CLAIM:The surgery that reduces the barking noise is more properly called “bark softening” as the dog is still able to “bark” following this procedure, but at a reduced volume. When performed by a skilled veterinarian, bark softening is an acceptable medical procedure. FACT:Vets board-certified in surgery, anesthesiology and internal medicine have testified that there is NO benign way to surgically alter an animal’s voice, regardless of the vet’s skill, the amount of tissue cut, the instrument used or the surgical route, through the open mouth or an incision in the neck. The term "bark softening" is spin created to trivialize an act of animal cruelty and keep it legal for those with a financial interest in it.
CLAIM:For many responsible dog owners, bark softening is the only alternative to euthanizing or surrendering their canine companion to a local shelter when their pet’s noisy behavior continually disturbs the community. FACT: Devocalized (“bark softened”) animals are surrendered to shelters and convenience-euthanized for the same reasons as any other dog or cat--or because the owner can’t or won’t pay for very expensive surgery to remove scar tissue that may form over the airway as a result of devocalization. Surgically stifling an animal's voice is NOT responsible. What is?
Providing consistent, correct training and supervision
Selecting an appropriate breed for one’s living environment and lifestyle
Providing the companionship, exercise and mental stimulation animals require
Treating issues such as anxiety with behavior modification and if necessary, medication under the supervision of a veterinary behaviorist
Choosing an appropriate location for breeding
Not keeping more animals than you can responsibly care for!

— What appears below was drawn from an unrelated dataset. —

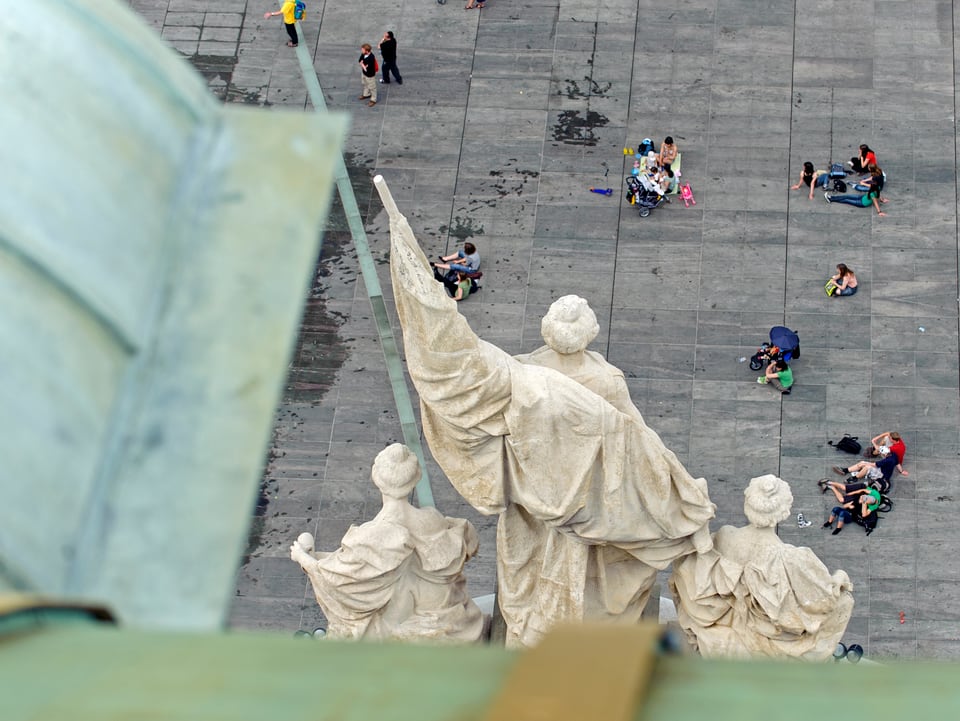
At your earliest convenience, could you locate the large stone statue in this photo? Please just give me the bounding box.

Surgically stifling an animal’s voice puts the community at risk because it:
Enables hoarding and illegal breeding operations
Discourages responsible training, care and supervision, necessary to manage all behavior, including vocalization. There are no surgeries that prevent animals from soiling public property, jumping on small children and frail elders, or darting into traffic. Responsible pet stewardship does.

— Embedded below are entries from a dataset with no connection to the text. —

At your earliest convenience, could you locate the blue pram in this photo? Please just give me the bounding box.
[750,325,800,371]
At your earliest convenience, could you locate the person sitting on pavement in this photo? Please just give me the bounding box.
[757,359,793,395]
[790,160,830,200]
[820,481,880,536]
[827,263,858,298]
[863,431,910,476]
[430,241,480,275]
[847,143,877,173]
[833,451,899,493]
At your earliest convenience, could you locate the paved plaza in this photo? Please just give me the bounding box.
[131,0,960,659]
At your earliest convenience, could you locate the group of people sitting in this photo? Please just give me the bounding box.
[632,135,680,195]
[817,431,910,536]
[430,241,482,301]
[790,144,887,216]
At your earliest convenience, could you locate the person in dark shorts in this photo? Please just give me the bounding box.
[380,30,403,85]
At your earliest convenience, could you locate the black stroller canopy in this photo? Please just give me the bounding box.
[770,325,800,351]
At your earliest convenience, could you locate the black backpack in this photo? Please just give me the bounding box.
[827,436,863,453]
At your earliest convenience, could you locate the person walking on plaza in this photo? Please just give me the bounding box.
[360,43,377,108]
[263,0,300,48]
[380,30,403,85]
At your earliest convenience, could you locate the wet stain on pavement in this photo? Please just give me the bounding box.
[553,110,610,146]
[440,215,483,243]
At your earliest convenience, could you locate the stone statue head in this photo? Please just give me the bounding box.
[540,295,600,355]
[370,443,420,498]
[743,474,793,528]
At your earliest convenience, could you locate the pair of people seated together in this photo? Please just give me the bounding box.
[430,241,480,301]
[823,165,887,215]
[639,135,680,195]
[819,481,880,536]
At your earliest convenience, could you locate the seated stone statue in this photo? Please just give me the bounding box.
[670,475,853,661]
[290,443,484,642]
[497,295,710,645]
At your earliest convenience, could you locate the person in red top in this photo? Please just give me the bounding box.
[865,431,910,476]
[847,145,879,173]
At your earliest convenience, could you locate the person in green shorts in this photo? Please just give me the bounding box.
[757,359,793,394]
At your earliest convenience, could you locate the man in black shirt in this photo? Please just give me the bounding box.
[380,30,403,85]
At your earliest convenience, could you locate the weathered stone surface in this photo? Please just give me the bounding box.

Can lead to biting. Boredom, loneliness and other distress are the top reasons for persistent vocalization, according to behavior experts like Pat Miller, CPDT-KA, CBCC-KA, Past President, Association of Pet Dog Trainers and Board of Directors, Certification Council for Professional Dog Trainers. Cutting vocal cords allows the owner to ignore those cries for help, leaving the frustrated animal with little choice but to escalate to more destructive behavior.
Compromises the animal’s communication. Here's why that's dangerous for people who come in contact with the dog:
Devocalization removes or reduces the vocal nuances that animals use to communicate different meanings.

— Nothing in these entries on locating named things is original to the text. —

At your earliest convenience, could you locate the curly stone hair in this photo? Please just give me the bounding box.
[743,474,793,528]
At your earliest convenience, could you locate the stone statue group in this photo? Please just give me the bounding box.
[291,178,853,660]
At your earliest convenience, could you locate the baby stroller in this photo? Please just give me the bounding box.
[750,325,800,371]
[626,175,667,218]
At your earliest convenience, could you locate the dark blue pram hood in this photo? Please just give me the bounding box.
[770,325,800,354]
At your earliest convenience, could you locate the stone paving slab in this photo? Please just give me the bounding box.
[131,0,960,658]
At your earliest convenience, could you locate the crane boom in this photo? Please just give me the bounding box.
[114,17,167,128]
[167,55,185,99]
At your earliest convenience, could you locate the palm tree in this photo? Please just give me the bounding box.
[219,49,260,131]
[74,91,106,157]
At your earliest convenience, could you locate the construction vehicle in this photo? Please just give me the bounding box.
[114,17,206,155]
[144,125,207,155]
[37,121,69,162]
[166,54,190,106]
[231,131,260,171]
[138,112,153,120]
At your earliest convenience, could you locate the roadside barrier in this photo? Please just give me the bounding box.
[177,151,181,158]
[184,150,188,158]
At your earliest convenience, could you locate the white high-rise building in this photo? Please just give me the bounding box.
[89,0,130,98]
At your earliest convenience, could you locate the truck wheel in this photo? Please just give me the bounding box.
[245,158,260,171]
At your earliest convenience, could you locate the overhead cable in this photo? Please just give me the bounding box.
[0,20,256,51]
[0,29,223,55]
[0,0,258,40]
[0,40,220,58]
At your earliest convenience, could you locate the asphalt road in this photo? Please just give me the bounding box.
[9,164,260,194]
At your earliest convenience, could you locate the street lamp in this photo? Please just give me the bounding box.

And few people can accurately interpret animal body language, especially when he is not their own. How many realize a wagging tail can indicate agitation not friendliness?
Imagine a child running up to pet a devocalized dog in the park, unaware that the animal’s muffled, ambiguous sounds—and tail wags—mean, “Get away from me or I’ll bite.”
CLAIM:They also get to stay in their homes even if they are persistent barkers. FACT: Dogs and cats are surrendered, abandoned and convenience-euthanized despite--some because of--their surgically altered voices.
People who select, train, care for and supervise animals responsibly and humanely—and who make a lifetime commitment to them—are what really keeps dogs and cats out of shelters.
Voice-altering surgery does not.
It only causes animals--and their future owners--needless anguish.